Once back at The Shop, I received a phone call from Aaron Glenn of Glenndyne Design, a long-time friend who has been involved in many of my bike projects. Aaron explained that he had a great trip planned to Las Vegas Bike Fest and wanted to know if I still had my Road Glide. I just said, "Hell yeah," because I knew this would be good. Aaron showed up at The Shop with a set of his crazy internal brake wheels on a stand. We sat and talked about how he was prototyping sets for Harleys and especially baggers. Since he wanted to release them asap, Aaron jokingly asked, "Would you be interested in being the first one to roll the re-invention of the wheel?" I laughed and said again, "Well, hell yeah!" After talking it over, and considering today's economic market, Aaron and I decided to build a solid rear wheel that matched the front in finish and hardware. This was also due to the popularity of stretched bags and the fact that most people don't want to spend money on things they can't see. We decided this would be a great option.

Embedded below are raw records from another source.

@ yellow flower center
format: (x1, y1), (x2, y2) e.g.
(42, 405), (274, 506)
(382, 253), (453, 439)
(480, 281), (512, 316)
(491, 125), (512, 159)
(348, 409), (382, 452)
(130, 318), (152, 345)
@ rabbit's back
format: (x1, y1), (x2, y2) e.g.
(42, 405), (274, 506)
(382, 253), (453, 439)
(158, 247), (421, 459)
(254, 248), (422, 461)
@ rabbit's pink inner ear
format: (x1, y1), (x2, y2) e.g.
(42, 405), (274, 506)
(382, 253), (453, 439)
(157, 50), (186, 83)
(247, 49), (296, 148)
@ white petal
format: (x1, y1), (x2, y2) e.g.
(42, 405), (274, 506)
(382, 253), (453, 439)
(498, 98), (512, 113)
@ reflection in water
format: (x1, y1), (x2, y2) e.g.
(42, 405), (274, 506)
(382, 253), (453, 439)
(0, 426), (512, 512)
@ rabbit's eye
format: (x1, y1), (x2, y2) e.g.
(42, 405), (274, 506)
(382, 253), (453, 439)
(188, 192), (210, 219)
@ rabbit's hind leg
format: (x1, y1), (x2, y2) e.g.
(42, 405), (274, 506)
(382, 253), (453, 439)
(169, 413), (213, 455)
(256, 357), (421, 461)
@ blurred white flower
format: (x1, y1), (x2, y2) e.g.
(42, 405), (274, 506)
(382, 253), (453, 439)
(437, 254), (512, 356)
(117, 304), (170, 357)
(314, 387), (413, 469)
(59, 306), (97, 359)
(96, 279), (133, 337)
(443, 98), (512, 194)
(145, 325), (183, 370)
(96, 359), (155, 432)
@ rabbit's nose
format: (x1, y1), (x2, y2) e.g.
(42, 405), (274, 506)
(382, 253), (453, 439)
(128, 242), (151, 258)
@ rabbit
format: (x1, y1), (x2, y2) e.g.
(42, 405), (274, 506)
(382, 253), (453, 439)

We knew very quickly that the bike would need a mild makeover along with some added details to get the wheels installed and ready for the dealer show in Cincinnati. Once again the bike was torn down and a new, richer basecoat was applied by R.A.B. The graphics were laid down by none other than Aaron Glenn himself. With the help of the same crew, we rebuilt the bike again. While we were doing R&D on the wheels, I decided to install an open primary that we modified to add to the hard look. We just wanted a real crossbreed bagger, "hardcore with elegance," and without a doubt the front wheel sets it off.
During the build-up many people who heard about the wheels from previous shows and articles would stop by the shop just to see the bike come to life. This made things difficult sometimes because we all enjoy talking with people-after all, who wants to spend money at a shop where the people are rude? So after a late night at the shop, Aaron approached me again and said, "You know I enjoy fabricating and developing new products. Why don't we make The Shop the exclusive dealer for my new internal brake wheels?" At first I was like, "Why would he want to cut me in on all those possibilities?" After speaking in more detail, Aaron explained, "It always takes a great team to succeed. None of us can do it alone, and we each excel in different ways. I love to create and develop new things, and with your setup for retail, why not coordinate our businesses to reflect that?" So from that conversation the race was on and business picked up for us both. Aaron does what he does, and The Shop handles the retail sales end.
We still had a bike to finish though. It took about five months of work to get it ready, including all the new business in between. We also had to build the wheels and wheel components and perform all R&D work, as well as the testing since this bike was the first factory-based bike to roll the wheels. With this modification, we shaved the front lower legs of their original brake tabs as well. We're all pretty pleased with how it all turned out. The bottom line is it takes a team of great people, and it really, really pays to have great friends with a passion for badass bikes.